Supreme Court confirms that compound term has acquired distinctiveness


In Gagnaeyðing Ltd v Valgeirsson (Case 690/2014), the Supreme Court has considered whether Valgeirsson infringed Gagnaeyðing Ltd's rights in its trademark and company name.

The Supreme Court confirmed the decision of the district court in Case E-254/2013 (May 15 2014). The district court had found that the word ‘gagnaeyðing’ lacked inherent distinctiveness, but had acquired distinctiveness through use by Gagnaeyðing Ltd.

A Google search seems to indicate that the word ‘gagnaeyðing’ has been incorporated into the Icelandic language. It is worth considering in this respect that the Patent Office has explicitly refused to register this word for the services at issue in Class 40 on the ground that the word was descriptive. The opinion of the Patent Office (which was not contested by the applicant) did not appear to have been raised before the district court or the Supreme Court.

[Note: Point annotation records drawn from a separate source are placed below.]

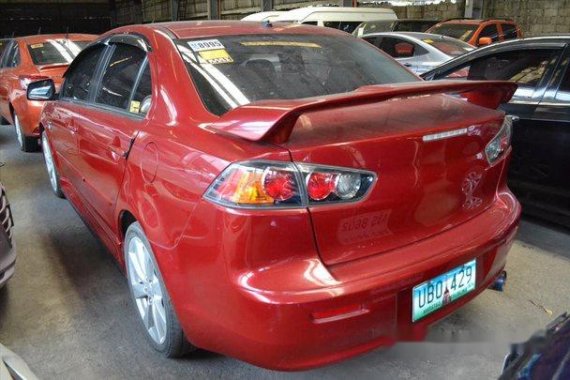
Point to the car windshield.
(233, 71)
(462, 32)
(373, 27)
(449, 46)
(55, 52)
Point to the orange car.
(27, 59)
(478, 32)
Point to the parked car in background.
(540, 66)
(7, 249)
(3, 45)
(419, 52)
(478, 32)
(263, 16)
(31, 58)
(263, 188)
(401, 25)
(546, 355)
(342, 18)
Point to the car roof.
(44, 37)
(203, 29)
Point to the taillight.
(278, 184)
(501, 142)
(25, 80)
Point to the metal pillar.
(213, 9)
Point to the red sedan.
(271, 196)
(26, 59)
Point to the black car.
(546, 355)
(403, 25)
(539, 173)
(7, 250)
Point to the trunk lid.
(429, 180)
(423, 187)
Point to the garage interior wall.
(18, 18)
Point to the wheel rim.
(145, 285)
(19, 131)
(49, 162)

This case can be considered in light of the fact that loanwords and icelandicised versions of words from foreign languages exist in the Icelandic language - organisations and individuals in many specialist areas strive to coin new words to meet contemporary needs in order to preserve the language. Such words are often descriptive within the meaning of the Trademarks Act, since they are formed by joining existing words or parts of words together with the aim of creating a new transparent term. The word in question, ‘gagnaeyðing’, is an example of this manner of creating a new transparent term.

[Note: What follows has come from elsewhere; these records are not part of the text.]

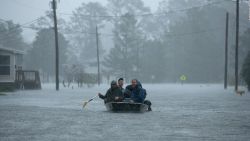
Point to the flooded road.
(180, 112)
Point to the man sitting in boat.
(114, 94)
(120, 84)
(137, 93)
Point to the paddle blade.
(84, 104)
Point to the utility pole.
(98, 60)
(56, 44)
(226, 52)
(237, 45)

In another recent Supreme Court decision, a request for an injunction (preventing the defendant from using the word mark ICELAND GLACIER in the course of its business) was accepted by the district commissioner, but later rejected by the courts (Supreme Court Case 731 /2014).

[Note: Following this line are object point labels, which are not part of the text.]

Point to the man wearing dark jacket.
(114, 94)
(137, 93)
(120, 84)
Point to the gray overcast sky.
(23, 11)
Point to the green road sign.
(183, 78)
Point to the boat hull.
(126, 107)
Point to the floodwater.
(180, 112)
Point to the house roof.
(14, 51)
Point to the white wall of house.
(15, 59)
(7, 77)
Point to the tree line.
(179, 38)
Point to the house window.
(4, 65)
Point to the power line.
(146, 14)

The court’s evaluation of the scope of protection of the word mark ICELAND GLACIER was directly based on the deletion of certain words in Classes 30 (ice) and 32 (mineral and spring water) from the list of goods as filed according to a decision of the Patent Office during the examination of the application. That particular limitation was decisive, according to the Supreme Court.

In the present case, however, it is interesting to note that a newly coined word was explicitly rejected by the Patent Office as being descriptive, but this fact was not considered by the courts.